Cancer of the anus, not to be confused with rectal cancer, is a cancer that is located in the anal canal. It represents 1-2% of colorectal tumors. It usually appears after the age of 60. It is generally more common in women for in men, the incidence appears to be higher among homosexuals affected by human immunodeficiency virus (HIV). It develops as a result of an infection with the "HPV" virus, transmitted by direct contact, usually during sexual intercourse. Smoking and AIDS are also risk factors.

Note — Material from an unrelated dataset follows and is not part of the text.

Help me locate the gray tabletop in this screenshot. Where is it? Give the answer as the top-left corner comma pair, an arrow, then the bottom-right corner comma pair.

Symptoms of anal cancer are:
  • rectal bleeding, found at the anal orifice or on toilet paper;
  • the presence of a lump;
  • pain during defecation;
  • bowel movement disorders.


Anal cancer can be detected by rectal examination or anoscopy, examination of the anus using an endoscope to check the extent of the lesion. A biopsy sample from the tumor lesion is taken and will confirm the diagnosis of cancer. If the diagnosis is proven, other tests such as a CT scan or MRI may be necessary to search for the spreading of tumor to other glands or organs.


Radiotherapy and chemotherapy are often used, depending on the size of the tumor and its location. Radiotherapy reduces the risk of local recurrence, facilitates the removal of the tumor via surgery if needed and relieves symptoms. In addition, chemotherapy, used before or after surgery, reduces the risk of recurrence more extensively.